What is true, is the fact that bitcoin is the new kid on the block – it seems exciting to many and with its recent moon-shot like jump in price, it has become a lot more appealing to a lot more people. So let’s take a look at some of the most popular ways to trade bitcoin.
CFDs is a very popular way to trade bitcoin, because this type of financial instrument allows you to trade on Bitcoin’s price movement, the way you would like – by either buying and keeping CFD bitcoin until the price goes up substantially or by buying it and trading it in a short period of time – without the need of buying the actual bitcoin. Because the problem with owning something is that when the time come to sell that something, you have to find someone to buy from you at the price you want. That isn’t the case with CFD’s.
Another advantage of CFD bitcoin is being able to use various tools to manage risk like stop-loss – which allows you to sell your bitcoin when a certain price is reached when its price is going down. You can also use leverage with CFD bitcoin, allowing you to increase your initial investment – just keep in mind that when using leverage, a smaller price movement will make a larger impact on your investment, it be negative or positive.

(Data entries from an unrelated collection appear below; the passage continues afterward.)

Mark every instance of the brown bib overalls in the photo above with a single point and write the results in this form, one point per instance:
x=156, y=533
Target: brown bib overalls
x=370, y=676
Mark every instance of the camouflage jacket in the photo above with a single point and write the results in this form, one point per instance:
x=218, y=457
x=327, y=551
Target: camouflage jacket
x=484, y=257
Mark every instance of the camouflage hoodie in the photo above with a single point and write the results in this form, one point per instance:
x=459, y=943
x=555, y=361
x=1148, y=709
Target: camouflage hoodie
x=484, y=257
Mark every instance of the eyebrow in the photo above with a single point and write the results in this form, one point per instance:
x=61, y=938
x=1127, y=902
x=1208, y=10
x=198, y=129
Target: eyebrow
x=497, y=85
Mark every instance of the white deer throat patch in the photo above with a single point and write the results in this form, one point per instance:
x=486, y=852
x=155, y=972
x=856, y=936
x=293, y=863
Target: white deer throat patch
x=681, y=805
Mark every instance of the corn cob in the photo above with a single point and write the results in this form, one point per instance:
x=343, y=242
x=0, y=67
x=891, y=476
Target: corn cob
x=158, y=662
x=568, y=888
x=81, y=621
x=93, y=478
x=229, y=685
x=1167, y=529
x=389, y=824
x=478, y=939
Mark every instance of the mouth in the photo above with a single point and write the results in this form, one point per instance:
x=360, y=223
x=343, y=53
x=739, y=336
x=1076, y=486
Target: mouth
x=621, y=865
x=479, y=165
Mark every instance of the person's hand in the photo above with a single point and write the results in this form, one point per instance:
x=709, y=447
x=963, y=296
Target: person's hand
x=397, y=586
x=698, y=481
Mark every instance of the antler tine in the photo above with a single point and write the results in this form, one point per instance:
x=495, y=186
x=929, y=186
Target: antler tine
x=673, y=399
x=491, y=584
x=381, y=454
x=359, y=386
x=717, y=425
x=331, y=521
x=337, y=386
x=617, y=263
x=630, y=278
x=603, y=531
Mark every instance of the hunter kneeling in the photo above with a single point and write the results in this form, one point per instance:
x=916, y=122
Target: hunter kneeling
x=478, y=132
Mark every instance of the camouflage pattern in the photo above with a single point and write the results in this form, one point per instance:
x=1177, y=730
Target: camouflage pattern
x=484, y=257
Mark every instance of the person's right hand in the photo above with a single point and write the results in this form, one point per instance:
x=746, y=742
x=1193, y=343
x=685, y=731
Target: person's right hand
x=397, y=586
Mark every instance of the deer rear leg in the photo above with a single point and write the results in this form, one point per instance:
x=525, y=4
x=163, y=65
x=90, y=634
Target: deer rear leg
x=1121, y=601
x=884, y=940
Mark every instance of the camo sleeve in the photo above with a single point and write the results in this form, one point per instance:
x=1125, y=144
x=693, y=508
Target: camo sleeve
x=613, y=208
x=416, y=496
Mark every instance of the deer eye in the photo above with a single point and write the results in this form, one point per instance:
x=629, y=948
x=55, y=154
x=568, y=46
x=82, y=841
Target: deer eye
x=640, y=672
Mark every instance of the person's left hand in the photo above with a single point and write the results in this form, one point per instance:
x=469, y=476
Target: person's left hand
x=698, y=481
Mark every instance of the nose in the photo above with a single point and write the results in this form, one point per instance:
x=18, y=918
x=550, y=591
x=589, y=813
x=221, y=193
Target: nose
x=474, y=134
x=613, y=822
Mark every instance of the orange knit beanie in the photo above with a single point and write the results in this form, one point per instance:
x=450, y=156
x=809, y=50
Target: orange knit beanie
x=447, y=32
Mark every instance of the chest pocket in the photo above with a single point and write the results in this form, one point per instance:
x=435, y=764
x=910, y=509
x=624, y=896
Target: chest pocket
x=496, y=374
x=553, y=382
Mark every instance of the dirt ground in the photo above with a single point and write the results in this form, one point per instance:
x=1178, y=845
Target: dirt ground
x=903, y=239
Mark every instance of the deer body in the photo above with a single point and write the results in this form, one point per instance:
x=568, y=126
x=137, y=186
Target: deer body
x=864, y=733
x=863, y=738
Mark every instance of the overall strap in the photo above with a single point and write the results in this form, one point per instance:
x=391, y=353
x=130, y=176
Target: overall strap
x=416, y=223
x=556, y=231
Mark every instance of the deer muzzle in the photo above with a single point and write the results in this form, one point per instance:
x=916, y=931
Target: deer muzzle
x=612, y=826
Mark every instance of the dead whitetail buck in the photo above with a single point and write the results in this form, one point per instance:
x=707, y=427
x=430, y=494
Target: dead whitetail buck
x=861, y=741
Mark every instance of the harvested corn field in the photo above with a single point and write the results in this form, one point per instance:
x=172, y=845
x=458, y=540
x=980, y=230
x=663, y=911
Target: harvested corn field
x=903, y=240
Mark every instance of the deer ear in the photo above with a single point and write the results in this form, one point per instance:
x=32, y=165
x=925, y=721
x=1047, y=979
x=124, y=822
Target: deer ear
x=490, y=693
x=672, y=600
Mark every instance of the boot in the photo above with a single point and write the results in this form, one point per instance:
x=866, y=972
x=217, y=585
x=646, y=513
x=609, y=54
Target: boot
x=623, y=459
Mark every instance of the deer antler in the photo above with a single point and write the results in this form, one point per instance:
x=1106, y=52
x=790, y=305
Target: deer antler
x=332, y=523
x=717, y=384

To be fair this is more of a method of trading bitcoin, but it can help to know your options right?
On Balance Volume (OBV)
Since bitcoin’s price movement isn’t affected by policy changes or political scandal (I’m looking at you USD), a good way of contextualizing the cryptocurrency’s price is by the volume of “trades” in an out of it. It is possible if the indicator is going down at the time the price of bitcoin is going up, that means that the upward trend isn’t sustainable. If the indicator is up and the price is up, it could possibly indicate that the trend is sustainable.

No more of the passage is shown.